Last but not least, de Jong et al. [1] addressed the question as to whether the myeloma bone marrow inflammation landscape persisted after induction therapies of myeloma. In order to include samples that technically preclude scRNA-seq analysis for transcriptome analysis, they performed bulk RNA-seq analysis instead and reproducibly confirmed that the iMSC transcriptome signature was retained in bulk RNA-seq analysis. Surprisingly, inflammatory iMSC transcriptome, increased cytokine/chemokine levels such as IL-1β, as well as enrichment of differentially expressed inflammatory genes in the ‘TNFα signaling via NFκB’ pathway all persisted after successful induction therapies, even up to the point that patients were minimal residual disease negative. The mechanisms for such ‘memory’ of inflammatory microenvironment in the myeloma bone marrow remain to be unveiled.

In summary, this study provided a thorough single-cell RNA-seq analysis of the bone marrow microenvironment (including the hematopoietic as well as the non-hematopoietic counterparts) in the myeloma context and found that the myeloma bone marrow is associated with inflammation as best manifested by the emergence of ‘inflammatory MSCs’. Myeloma bone marrow inflammation persisted even after successful induction therapies, which might be of clinical significance that future studies need to uncover. While bearing these important findings in mind, the author would bring into attention that several shortcomings of this study. First, the numbers of samples from myeloma patients and non-cancer control individuals were limited, which might compromise the robustness of the findings. Second, bone marrow aspirates might be sampled from different bones or different sites of the bones: for the non-cancer control individuals it was taken from the sternum or femur heads whereas for the myeloma patients it was not specified but usually it is taken from the pelvic bones in the clinic. Third, the non-cancer control individuals were nonetheless not healthy individuals. They had either cardiac diseases or osteoporosis and therefore might be under drug treatments with anti-inflammatory effects. All these confounding factors could skew the observations or interpretations of the findings. Thus, more following work with better control over these aspects needs to be done to reproduce and reexamine the observations /conclusions made by de Jong et al. [1].

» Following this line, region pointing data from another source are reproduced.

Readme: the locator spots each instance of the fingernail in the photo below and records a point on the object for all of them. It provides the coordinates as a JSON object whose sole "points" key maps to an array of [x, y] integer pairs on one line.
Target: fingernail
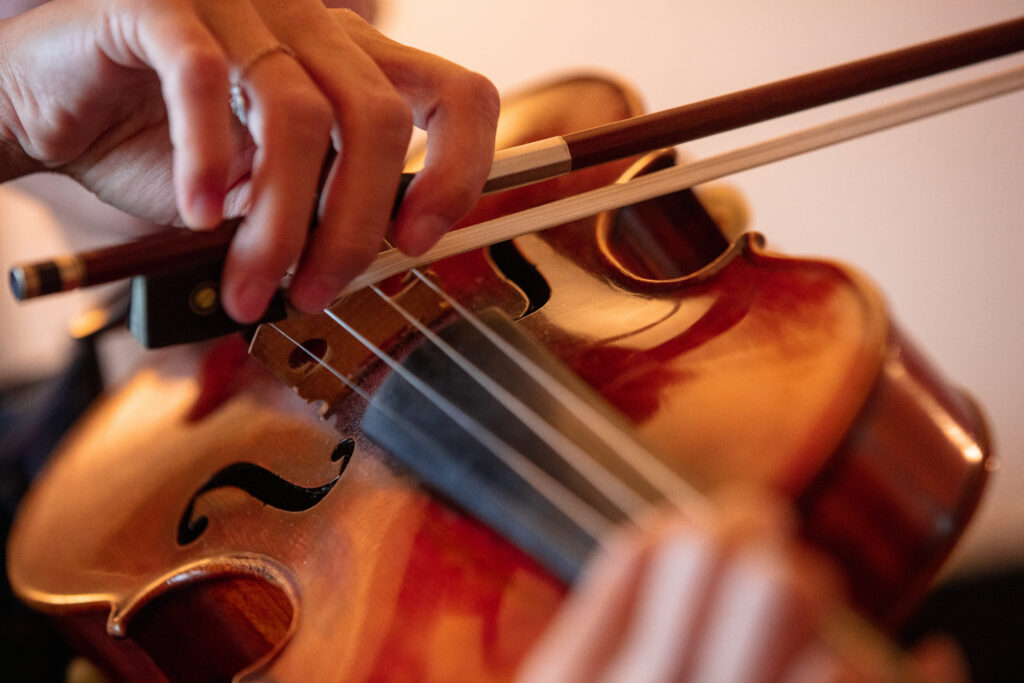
{"points": [[426, 231], [247, 300], [204, 211]]}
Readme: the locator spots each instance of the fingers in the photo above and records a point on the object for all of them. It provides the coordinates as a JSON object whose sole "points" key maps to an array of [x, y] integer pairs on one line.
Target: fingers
{"points": [[459, 110], [674, 601], [290, 122], [313, 79], [374, 125], [193, 70]]}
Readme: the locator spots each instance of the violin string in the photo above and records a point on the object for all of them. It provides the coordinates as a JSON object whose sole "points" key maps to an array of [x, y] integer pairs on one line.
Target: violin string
{"points": [[613, 488], [672, 179], [672, 487], [581, 512]]}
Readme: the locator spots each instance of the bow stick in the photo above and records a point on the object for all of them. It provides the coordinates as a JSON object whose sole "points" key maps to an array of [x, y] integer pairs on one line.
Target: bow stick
{"points": [[560, 155]]}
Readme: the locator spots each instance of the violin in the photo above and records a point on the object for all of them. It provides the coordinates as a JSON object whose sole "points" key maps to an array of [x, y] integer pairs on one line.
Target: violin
{"points": [[201, 524]]}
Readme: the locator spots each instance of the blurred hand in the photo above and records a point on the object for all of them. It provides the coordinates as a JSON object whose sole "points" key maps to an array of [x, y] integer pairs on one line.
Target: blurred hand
{"points": [[737, 602], [130, 97]]}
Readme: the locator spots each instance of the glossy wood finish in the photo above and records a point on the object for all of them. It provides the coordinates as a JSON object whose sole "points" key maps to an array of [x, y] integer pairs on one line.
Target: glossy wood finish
{"points": [[756, 368]]}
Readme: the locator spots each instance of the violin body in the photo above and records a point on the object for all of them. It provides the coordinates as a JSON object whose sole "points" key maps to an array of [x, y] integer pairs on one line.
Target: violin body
{"points": [[202, 523]]}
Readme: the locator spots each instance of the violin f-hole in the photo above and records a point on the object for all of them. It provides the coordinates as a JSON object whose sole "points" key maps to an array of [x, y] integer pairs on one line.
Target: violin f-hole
{"points": [[265, 486]]}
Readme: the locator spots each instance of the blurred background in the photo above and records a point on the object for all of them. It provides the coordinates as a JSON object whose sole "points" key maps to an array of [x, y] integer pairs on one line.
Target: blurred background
{"points": [[933, 212]]}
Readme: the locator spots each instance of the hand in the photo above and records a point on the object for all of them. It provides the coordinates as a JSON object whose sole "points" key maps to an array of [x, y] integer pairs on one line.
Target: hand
{"points": [[740, 601], [131, 98]]}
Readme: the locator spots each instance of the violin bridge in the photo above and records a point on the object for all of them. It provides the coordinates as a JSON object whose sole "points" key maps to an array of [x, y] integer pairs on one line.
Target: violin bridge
{"points": [[310, 353]]}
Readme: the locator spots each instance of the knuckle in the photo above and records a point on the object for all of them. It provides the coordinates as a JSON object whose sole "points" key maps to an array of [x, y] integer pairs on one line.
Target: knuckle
{"points": [[478, 89], [201, 70], [389, 115]]}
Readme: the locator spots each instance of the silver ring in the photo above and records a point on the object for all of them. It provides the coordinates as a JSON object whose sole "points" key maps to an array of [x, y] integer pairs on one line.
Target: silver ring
{"points": [[238, 98]]}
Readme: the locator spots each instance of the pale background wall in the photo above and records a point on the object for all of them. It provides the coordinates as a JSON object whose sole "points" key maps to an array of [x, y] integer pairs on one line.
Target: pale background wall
{"points": [[933, 212]]}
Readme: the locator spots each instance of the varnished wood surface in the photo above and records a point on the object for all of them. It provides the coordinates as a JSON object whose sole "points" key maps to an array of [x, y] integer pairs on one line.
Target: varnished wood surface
{"points": [[754, 354]]}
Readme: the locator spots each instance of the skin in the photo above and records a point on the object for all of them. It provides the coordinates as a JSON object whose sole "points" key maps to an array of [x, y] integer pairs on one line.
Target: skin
{"points": [[143, 122]]}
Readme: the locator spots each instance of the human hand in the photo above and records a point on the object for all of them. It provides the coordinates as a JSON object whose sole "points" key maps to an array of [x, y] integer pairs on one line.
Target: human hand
{"points": [[739, 601], [131, 98]]}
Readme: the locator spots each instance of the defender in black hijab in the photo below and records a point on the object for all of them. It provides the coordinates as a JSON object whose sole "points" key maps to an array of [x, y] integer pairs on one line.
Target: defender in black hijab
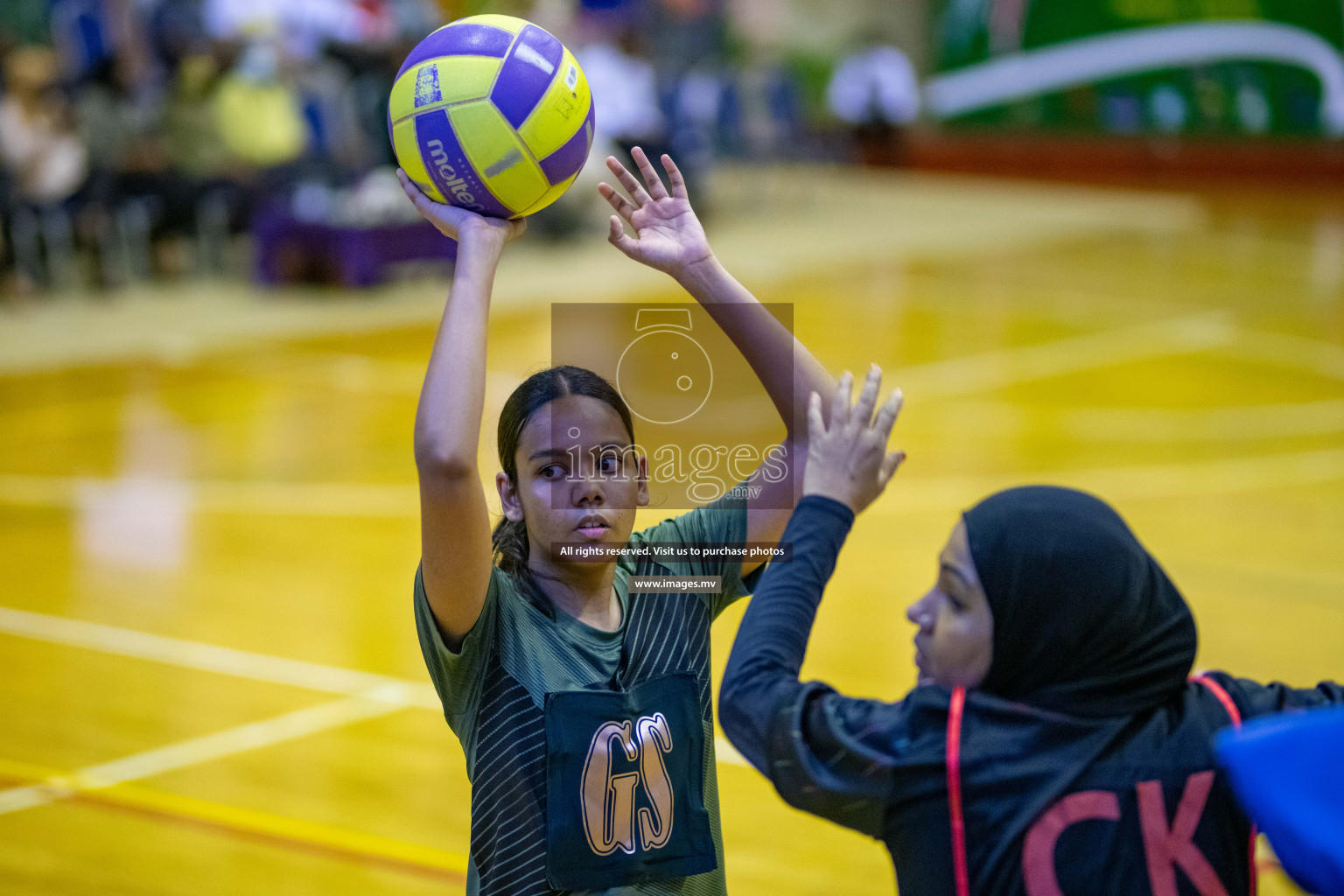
{"points": [[1068, 754]]}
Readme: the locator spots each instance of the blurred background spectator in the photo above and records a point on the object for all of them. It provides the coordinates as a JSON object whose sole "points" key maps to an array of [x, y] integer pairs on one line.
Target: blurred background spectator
{"points": [[148, 137]]}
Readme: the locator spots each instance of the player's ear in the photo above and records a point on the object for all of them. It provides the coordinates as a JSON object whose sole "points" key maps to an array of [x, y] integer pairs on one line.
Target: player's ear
{"points": [[508, 497]]}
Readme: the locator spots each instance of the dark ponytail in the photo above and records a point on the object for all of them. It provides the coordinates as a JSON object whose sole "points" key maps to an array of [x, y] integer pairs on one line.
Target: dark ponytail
{"points": [[536, 391]]}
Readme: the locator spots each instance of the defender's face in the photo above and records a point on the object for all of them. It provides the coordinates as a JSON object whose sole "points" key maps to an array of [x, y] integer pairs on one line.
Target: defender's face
{"points": [[955, 644], [578, 479]]}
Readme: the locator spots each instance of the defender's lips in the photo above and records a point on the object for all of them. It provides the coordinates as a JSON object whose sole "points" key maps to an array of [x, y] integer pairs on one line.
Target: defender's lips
{"points": [[593, 527], [922, 676]]}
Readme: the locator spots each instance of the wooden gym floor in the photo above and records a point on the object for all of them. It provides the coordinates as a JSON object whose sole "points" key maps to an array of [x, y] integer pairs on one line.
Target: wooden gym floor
{"points": [[208, 673]]}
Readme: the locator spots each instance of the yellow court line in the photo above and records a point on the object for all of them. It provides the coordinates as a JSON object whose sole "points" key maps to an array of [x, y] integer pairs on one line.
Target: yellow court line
{"points": [[195, 751], [260, 823]]}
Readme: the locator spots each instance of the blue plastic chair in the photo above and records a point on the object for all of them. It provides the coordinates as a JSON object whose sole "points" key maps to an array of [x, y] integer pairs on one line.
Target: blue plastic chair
{"points": [[1288, 773]]}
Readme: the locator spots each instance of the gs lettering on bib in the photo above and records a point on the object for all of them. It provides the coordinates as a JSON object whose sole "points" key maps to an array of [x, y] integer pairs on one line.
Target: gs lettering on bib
{"points": [[626, 785]]}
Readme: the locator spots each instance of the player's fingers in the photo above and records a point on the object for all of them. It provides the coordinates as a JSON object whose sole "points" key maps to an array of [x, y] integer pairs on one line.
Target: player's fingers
{"points": [[628, 180], [617, 236], [617, 202], [411, 191], [867, 396], [675, 178], [651, 176], [889, 413], [816, 424], [890, 465], [842, 402]]}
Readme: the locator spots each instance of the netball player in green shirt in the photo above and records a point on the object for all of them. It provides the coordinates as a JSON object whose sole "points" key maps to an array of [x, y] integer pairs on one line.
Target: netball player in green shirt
{"points": [[584, 708]]}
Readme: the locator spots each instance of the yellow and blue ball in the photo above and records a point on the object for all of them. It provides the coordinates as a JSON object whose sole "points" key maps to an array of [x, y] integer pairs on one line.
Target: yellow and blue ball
{"points": [[491, 113]]}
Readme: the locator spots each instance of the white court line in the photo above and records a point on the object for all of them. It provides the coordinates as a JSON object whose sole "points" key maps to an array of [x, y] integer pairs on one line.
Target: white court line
{"points": [[1073, 355], [208, 657], [941, 379], [290, 725], [242, 664]]}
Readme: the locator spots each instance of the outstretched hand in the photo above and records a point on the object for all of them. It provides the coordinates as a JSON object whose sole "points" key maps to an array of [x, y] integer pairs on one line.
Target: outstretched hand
{"points": [[667, 234], [461, 225], [848, 459]]}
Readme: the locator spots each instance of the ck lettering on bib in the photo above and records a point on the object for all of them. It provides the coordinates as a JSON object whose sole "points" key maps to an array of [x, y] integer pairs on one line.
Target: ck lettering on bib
{"points": [[626, 785]]}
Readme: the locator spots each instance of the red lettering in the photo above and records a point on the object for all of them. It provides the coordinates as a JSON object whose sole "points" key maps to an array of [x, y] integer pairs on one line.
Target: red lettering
{"points": [[1167, 848], [1038, 852]]}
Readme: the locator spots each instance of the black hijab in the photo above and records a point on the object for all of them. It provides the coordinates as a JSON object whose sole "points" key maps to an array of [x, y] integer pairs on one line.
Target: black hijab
{"points": [[1085, 620]]}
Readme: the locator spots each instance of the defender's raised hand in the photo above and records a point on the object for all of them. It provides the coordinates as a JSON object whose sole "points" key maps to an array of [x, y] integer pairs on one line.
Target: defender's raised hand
{"points": [[848, 459], [667, 234]]}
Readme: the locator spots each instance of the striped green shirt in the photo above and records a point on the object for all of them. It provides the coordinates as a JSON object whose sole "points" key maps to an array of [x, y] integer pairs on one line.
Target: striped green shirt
{"points": [[495, 688]]}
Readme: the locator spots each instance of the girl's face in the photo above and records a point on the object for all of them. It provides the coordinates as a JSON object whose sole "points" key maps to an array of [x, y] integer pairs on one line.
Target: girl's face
{"points": [[578, 479], [955, 644]]}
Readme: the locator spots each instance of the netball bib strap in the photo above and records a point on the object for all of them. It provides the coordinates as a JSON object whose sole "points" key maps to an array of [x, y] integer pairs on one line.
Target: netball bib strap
{"points": [[958, 823], [1230, 705]]}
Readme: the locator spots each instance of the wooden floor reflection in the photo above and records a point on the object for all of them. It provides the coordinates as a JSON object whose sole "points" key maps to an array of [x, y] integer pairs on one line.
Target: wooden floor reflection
{"points": [[208, 672]]}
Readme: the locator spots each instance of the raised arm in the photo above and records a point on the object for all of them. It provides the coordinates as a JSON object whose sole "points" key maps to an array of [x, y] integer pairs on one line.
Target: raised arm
{"points": [[669, 238], [454, 520], [804, 737]]}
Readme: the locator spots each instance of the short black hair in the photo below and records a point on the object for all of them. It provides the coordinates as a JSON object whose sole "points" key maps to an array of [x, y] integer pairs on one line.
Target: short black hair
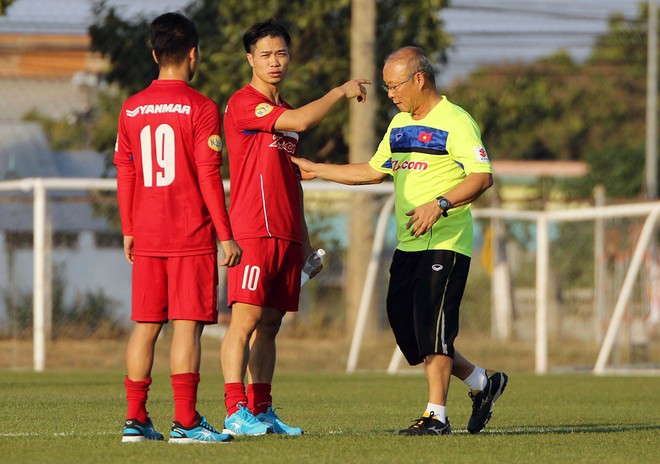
{"points": [[269, 28], [171, 36]]}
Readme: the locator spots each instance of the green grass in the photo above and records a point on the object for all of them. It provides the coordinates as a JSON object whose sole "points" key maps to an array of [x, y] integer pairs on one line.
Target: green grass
{"points": [[77, 417]]}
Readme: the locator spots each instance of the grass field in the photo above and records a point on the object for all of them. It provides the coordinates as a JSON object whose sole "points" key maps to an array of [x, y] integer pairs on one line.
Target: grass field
{"points": [[77, 417]]}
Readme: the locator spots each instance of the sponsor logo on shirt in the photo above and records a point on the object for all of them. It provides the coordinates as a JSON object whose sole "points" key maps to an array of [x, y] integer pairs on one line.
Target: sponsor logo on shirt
{"points": [[481, 155], [409, 165], [286, 141], [215, 143], [159, 109], [262, 110]]}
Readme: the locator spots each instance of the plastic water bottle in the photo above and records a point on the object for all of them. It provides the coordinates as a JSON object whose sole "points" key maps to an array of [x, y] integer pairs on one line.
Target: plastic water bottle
{"points": [[314, 261]]}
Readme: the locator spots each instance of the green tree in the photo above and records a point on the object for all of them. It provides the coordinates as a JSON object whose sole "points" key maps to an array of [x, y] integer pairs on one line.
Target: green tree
{"points": [[319, 52], [557, 109]]}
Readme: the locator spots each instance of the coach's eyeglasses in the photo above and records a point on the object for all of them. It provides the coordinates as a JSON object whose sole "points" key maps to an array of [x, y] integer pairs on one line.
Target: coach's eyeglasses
{"points": [[394, 88]]}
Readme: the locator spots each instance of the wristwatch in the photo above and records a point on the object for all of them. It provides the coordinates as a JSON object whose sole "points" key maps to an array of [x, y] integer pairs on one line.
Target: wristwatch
{"points": [[444, 205]]}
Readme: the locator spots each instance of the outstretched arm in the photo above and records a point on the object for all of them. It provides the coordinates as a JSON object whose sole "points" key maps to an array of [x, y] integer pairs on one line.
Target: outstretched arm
{"points": [[349, 174], [310, 115]]}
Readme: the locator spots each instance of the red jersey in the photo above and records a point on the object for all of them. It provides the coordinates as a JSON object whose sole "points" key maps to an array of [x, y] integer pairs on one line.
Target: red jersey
{"points": [[265, 195], [168, 158]]}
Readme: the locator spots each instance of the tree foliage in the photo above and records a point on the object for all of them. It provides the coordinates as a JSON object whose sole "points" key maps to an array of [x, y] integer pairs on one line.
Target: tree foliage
{"points": [[320, 48], [557, 109]]}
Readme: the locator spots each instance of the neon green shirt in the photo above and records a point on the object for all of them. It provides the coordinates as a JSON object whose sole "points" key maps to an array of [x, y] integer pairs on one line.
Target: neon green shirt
{"points": [[427, 158]]}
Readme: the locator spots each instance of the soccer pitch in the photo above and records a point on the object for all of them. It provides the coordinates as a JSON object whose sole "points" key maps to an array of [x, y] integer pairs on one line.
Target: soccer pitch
{"points": [[77, 417]]}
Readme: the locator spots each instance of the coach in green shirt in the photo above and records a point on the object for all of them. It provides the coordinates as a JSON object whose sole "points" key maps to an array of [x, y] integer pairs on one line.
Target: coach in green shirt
{"points": [[433, 150]]}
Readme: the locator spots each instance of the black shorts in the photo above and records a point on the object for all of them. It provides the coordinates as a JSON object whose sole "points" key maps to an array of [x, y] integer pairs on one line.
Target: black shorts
{"points": [[425, 292]]}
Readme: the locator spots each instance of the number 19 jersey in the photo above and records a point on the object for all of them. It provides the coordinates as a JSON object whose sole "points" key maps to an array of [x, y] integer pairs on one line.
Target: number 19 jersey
{"points": [[168, 155]]}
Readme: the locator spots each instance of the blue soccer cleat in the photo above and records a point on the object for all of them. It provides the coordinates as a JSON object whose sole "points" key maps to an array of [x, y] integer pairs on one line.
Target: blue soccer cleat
{"points": [[201, 432], [243, 422], [135, 431], [270, 418]]}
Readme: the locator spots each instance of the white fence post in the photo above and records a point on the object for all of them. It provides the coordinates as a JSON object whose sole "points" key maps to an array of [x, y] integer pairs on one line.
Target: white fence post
{"points": [[370, 281]]}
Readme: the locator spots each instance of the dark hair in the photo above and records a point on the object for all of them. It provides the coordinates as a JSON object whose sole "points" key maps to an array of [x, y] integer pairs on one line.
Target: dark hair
{"points": [[269, 28], [171, 36]]}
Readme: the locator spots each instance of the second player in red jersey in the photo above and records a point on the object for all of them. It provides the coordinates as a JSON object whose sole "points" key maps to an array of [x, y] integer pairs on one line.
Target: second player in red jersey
{"points": [[265, 192], [171, 203]]}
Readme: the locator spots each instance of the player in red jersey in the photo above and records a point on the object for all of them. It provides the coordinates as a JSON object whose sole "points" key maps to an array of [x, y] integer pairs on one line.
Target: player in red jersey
{"points": [[268, 221], [172, 208]]}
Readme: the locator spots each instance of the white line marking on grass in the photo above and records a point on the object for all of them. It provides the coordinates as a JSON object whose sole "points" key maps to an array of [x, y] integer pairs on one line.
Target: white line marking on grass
{"points": [[58, 434]]}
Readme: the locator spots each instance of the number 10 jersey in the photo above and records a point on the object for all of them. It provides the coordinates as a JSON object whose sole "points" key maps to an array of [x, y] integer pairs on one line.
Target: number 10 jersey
{"points": [[168, 157]]}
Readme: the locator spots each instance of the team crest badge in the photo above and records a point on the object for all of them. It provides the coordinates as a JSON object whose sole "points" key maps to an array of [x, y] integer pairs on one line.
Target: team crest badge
{"points": [[262, 109], [215, 143]]}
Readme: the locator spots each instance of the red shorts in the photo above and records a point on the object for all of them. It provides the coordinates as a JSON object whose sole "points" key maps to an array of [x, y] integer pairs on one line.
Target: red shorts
{"points": [[268, 276], [181, 287]]}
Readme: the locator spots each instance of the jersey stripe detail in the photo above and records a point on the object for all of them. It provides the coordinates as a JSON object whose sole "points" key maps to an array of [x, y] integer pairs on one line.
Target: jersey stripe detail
{"points": [[440, 324]]}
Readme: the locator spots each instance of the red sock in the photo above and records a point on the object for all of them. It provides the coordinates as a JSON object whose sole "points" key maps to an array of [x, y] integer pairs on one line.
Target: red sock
{"points": [[234, 395], [259, 398], [136, 396], [185, 398]]}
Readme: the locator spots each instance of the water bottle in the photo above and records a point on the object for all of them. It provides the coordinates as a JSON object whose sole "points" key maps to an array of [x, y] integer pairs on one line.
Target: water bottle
{"points": [[314, 261]]}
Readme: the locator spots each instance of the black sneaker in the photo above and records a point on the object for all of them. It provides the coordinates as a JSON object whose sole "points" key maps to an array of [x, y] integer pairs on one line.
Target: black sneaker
{"points": [[484, 400], [135, 431], [427, 425]]}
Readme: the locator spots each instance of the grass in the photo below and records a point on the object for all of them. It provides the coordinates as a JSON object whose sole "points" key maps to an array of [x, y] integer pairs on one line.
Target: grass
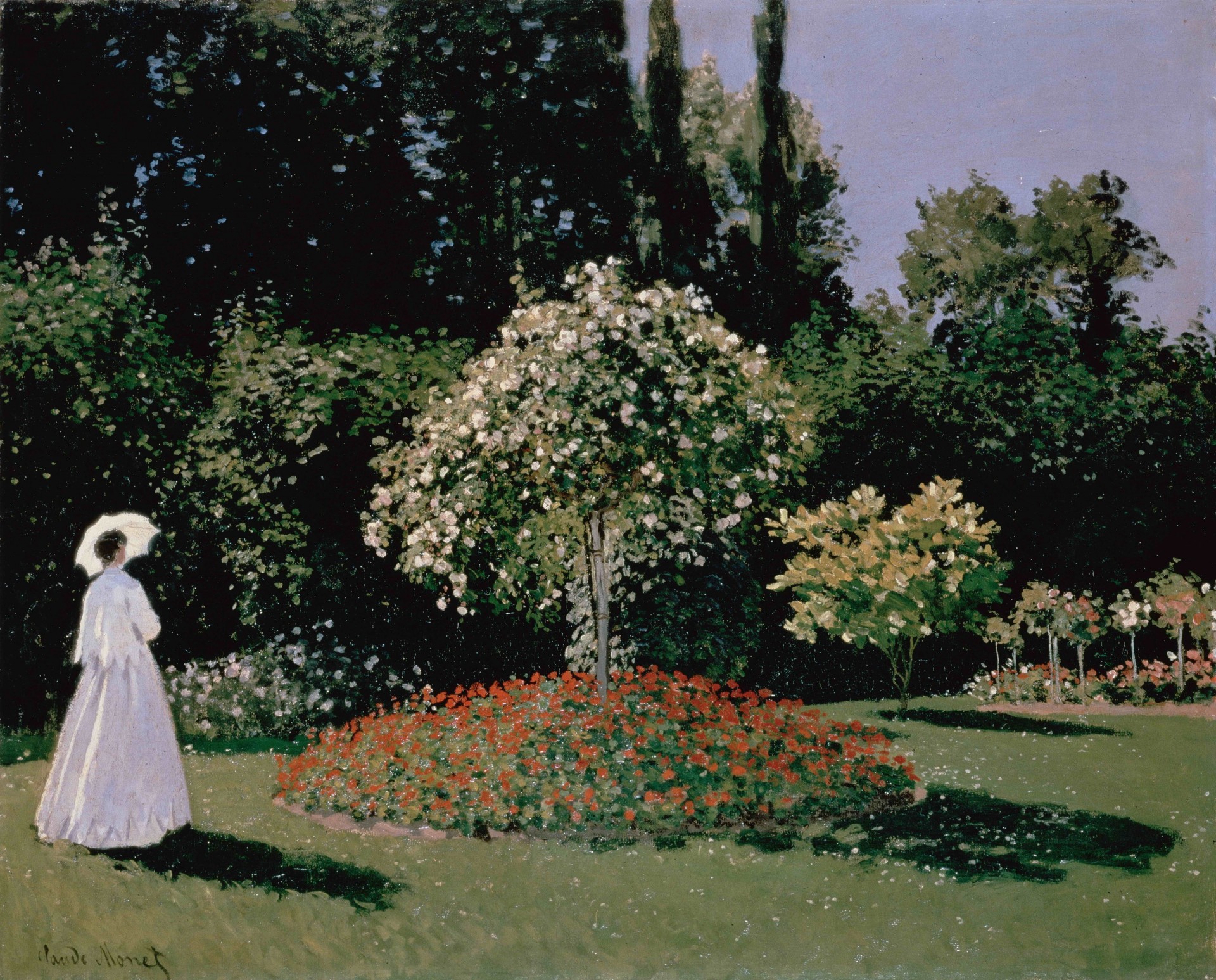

This study posed a series of unprecedented addressable questions that warrant further investigation. First, as discussed above, the cytokines that directly activate iMSCs are yet to be definitively identified, as well as the cell source of such cytokines. Second, upon the advent of the cutting-edge technologies of spatial transcriptomics (esp. Stereo-seq), iMSCs need to be spatially resolved in order to survey whether they co-reside with myeloma cells or other cells in the bone marrow microenvironment. This will also help define the spatial cell landscape of the myeloma bone marrow microenvironment in general. Third, are iMSCs supportive, suppressive, or largely neutral with to myeloma progression? Investigation into whether iMSCs are present in MGUS and smoldering myeloma may shed new light on this question. More mechanistic studies, especially in mouse models of myeloma, will enable manipulation of iMSC and other components in the microenvironment possible. Most importantly, the significance of iMSCs needs to be understood in the genetic (e.g. hyperploid-driven vs translocation-driven myeloma) as well as clinical settings (treatment vs relapse). All these endeavors may expand the horizon of our understanding of myeloma and proceed collectively step by step towards its curability.